Re: [PATCH] kvm/x86/mmu: use the correct inherited permissions to get shadow page

From: Lai Jiangshan
Date: Fri Nov 27 2020 - 21:06:25 EST


On Sat, Nov 28, 2020 at 12:48 AM Paolo Bonzini <pbonzini@xxxxxxxxxx> wrote:
>
> On 26/11/20 01:05, Sean Christopherson wrote:
> > On Fri, Nov 20, 2020, Lai Jiangshan wrote:
> >> From: Lai Jiangshan <laijs@xxxxxxxxxxxxxxxxx>
> >>
> >> Commit 41074d07c78b ("KVM: MMU: Fix inherited permissions for emulated
> >> guest pte updates") said role.access is common access permissions for
> >> all ptes in this shadow page, which is the inherited permissions from
> >> the parent ptes.
> >>
> >> But the commit did not enforce this definition when kvm_mmu_get_page()
> >> is called in FNAME(fetch). Rather, it uses a random (last level pte's
> >> combined) access permissions.
> >
> > I wouldn't say it's random, the issue is specifically that all shadow pages end
> > up using the combined set of permissions of the entire walk, as opposed to the
> > only combined permissions of its parents.
> >
> >> And the permissions won't be checked again in next FNAME(fetch) since the
> >> spte is present. It might fail to meet guest's expectation when guest sets up
> >> spaghetti pagetables.
> >
> > Can you provide details on the exact failure scenario? It would be very helpful
> > for documentation and understanding. I can see how using the full combined
> > permissions will cause weirdness for upper level SPs in kvm_mmu_get_page(), but
> > I'm struggling to connect the dots to understand how that will cause incorrect
> > behavior for the guest. AFAICT, outside of the SP cache, KVM only consumes
> > role.access for the final/last SP.
> >
>
> Agreed, a unit test would be even better, but just a description in the
> commit message would be enough.
>
> Paolo
>

Something in my mind, but I haven't test it:

pgd[]pud[] pmd[] pte[] virtual address pointers
(same hpa as pmd2\) /->pte1(u--)->page1 <- ptr1 (u--)
/->pmd1(uw-)--->pte2(uw-)->page2 <- ptr2 (uw-)
pgd->pud-| (shared pte[] as above)
\->pmd2(u--)--->pte1(u--)->page1 <- ptr3 (u--)
(same hpa as pmd1/) \->pte2(uw-)->page2 <- ptr4 (u--)
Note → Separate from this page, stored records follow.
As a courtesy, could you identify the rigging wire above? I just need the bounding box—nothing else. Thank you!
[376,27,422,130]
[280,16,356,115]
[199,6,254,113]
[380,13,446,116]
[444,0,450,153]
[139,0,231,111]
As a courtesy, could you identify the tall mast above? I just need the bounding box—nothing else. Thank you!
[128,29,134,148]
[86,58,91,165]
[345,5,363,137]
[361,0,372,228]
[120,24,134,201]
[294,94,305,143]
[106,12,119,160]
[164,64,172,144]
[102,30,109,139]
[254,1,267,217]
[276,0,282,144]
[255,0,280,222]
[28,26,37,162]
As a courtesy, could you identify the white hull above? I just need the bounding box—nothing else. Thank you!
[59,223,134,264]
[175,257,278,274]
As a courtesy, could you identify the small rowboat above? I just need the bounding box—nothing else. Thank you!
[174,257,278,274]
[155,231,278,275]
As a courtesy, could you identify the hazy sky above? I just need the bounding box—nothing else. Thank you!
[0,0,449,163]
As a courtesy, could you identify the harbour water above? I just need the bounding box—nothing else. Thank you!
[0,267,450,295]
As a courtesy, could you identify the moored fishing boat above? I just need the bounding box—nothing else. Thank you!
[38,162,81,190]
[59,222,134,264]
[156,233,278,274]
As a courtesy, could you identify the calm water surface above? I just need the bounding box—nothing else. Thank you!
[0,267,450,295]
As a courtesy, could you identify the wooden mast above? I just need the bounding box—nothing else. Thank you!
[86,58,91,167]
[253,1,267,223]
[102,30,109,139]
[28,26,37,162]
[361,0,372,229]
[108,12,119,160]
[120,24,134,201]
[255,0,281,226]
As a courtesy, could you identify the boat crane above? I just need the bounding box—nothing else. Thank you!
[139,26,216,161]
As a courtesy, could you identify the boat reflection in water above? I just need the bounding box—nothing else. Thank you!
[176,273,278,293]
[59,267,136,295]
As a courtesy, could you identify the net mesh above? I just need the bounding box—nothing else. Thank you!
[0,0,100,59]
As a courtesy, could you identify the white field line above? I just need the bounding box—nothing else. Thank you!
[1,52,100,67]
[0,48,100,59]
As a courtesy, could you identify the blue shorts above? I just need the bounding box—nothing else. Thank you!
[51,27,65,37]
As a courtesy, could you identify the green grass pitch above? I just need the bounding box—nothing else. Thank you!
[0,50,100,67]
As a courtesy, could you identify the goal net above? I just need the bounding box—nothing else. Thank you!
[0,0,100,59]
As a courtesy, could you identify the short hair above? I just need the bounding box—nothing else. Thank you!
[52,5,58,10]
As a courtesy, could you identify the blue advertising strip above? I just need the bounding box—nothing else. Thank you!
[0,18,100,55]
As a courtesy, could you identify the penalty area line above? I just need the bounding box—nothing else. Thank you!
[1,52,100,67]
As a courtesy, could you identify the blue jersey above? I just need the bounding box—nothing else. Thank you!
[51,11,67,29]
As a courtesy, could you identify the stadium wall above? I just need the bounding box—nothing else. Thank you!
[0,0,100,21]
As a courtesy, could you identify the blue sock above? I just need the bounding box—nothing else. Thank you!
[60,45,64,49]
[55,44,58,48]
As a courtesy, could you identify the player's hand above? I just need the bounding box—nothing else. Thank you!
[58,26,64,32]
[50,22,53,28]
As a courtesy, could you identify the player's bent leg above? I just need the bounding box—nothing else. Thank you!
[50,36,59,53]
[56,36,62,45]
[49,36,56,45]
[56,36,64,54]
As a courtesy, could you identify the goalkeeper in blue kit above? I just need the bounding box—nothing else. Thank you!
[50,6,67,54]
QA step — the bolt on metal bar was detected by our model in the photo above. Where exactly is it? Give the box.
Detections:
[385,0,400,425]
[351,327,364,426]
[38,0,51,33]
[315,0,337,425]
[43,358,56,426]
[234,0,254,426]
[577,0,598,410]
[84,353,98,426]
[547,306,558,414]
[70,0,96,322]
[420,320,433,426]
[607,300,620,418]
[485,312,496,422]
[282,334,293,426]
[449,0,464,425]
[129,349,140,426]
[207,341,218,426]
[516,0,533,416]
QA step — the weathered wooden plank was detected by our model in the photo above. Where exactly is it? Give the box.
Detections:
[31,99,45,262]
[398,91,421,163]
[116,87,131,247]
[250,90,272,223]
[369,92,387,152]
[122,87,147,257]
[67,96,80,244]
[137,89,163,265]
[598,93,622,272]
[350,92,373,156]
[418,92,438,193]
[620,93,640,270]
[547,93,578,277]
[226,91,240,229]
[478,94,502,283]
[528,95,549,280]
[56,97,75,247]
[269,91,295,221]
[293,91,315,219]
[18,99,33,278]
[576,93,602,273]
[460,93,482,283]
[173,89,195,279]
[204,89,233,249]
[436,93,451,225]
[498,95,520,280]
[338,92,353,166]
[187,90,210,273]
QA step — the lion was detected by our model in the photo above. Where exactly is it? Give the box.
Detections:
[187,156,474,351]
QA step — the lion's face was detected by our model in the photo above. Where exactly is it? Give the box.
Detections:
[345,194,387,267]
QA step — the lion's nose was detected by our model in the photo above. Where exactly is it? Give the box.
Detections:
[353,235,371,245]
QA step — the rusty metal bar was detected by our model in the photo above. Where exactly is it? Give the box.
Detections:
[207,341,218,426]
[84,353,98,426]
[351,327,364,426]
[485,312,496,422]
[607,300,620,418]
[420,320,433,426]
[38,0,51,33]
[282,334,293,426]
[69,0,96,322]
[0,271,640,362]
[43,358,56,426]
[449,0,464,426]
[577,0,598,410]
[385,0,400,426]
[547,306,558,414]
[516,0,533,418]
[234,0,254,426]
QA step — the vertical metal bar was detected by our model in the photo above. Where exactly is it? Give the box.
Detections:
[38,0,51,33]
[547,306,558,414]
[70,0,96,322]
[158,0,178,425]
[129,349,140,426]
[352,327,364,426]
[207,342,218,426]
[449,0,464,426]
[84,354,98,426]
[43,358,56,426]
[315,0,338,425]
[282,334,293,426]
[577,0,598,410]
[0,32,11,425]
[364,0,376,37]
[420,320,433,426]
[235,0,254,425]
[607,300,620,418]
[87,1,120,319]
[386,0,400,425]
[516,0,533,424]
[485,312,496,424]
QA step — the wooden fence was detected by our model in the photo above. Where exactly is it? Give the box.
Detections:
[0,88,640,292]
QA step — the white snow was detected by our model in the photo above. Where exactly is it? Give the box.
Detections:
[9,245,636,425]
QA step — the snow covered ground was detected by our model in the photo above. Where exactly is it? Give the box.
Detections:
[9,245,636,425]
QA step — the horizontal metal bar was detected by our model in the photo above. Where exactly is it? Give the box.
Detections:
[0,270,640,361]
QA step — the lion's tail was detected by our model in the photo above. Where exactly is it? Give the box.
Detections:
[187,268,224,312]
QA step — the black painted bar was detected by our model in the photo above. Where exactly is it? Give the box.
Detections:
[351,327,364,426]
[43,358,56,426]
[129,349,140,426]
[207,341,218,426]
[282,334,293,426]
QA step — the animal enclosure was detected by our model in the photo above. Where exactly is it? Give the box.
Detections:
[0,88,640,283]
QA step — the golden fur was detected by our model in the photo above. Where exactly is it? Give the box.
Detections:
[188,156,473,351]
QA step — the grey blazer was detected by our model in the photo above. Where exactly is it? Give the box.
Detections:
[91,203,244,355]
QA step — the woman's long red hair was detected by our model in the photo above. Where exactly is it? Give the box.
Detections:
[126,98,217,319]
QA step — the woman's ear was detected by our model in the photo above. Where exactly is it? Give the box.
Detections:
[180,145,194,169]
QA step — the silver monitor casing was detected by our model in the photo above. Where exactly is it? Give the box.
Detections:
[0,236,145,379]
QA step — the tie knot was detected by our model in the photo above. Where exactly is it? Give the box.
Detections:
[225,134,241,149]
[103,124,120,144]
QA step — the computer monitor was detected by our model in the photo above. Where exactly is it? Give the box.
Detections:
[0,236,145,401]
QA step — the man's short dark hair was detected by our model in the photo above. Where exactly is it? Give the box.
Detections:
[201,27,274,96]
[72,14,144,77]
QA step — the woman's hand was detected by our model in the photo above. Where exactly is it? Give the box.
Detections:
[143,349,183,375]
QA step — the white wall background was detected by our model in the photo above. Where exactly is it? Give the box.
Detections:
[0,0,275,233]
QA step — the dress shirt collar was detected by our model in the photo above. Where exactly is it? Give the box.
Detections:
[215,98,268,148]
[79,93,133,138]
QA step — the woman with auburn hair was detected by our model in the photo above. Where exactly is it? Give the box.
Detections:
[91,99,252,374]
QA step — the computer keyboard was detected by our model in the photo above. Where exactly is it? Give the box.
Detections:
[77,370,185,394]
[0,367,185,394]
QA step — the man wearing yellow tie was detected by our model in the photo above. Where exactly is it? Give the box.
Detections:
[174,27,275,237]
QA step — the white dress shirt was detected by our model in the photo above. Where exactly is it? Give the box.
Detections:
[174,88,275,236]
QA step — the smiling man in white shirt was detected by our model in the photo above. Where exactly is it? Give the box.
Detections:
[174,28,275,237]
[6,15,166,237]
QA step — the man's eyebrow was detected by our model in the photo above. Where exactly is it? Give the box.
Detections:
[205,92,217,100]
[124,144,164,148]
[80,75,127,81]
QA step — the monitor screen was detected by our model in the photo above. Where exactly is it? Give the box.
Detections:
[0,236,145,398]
pmd1 and pmd2 point to the same pte table, so:
ptr1 and ptr3 points to the same page.
ptr2 and ptr4 points to the same page.

The guess read-accesses to ptr1 first. So the hypervisor gets the
shadow pte page table with role.access=u-- among other things.
(Note the shadowed pmd1's access is uwx)

And then the guest write-accesses to ptr2, and the hypervisor
set up shadow page for ptr2.
(Note the hypervisor silencely accepts the role.access=u--
shadow pte page table in FNAME(fetch))

After that, the guess read-accesses to ptr3, the hypervisor
reused the same shadow pte page table as above.

At last, the guest writes to ptr4 without vmexit nor pagefault,
Which should cause vmexit as the guest expects.

In theory, guest userspace can trick the guest kernel if the guest
kernel sets up page table like this.

Such spaghetti pagetables are unlikely to be seen in the guest.

But when the guest is using KPTI and not using SMEP. KPTI means
all pgd entries are marked NX on the lower/userspace part of
the kernel pagetable. Which means SMEP is not needed.
(see arch/x86/mm/pti.c)

Assume the guest does disable SMEP and the guest has the flaw
that the guest user can trick guest kernel to execute on lower
part of the address space.

Normally, NX bit marked on the kernel pagetable's lower pgd
entries can help in this case. But when in guest with shadowpage
in hypervisor, the guest user can make those NX bit useless.

Again, I haven't tested it neither. I will try it later and
update the patch including adding some more checks in the mmu.c.

Thanks,
Lai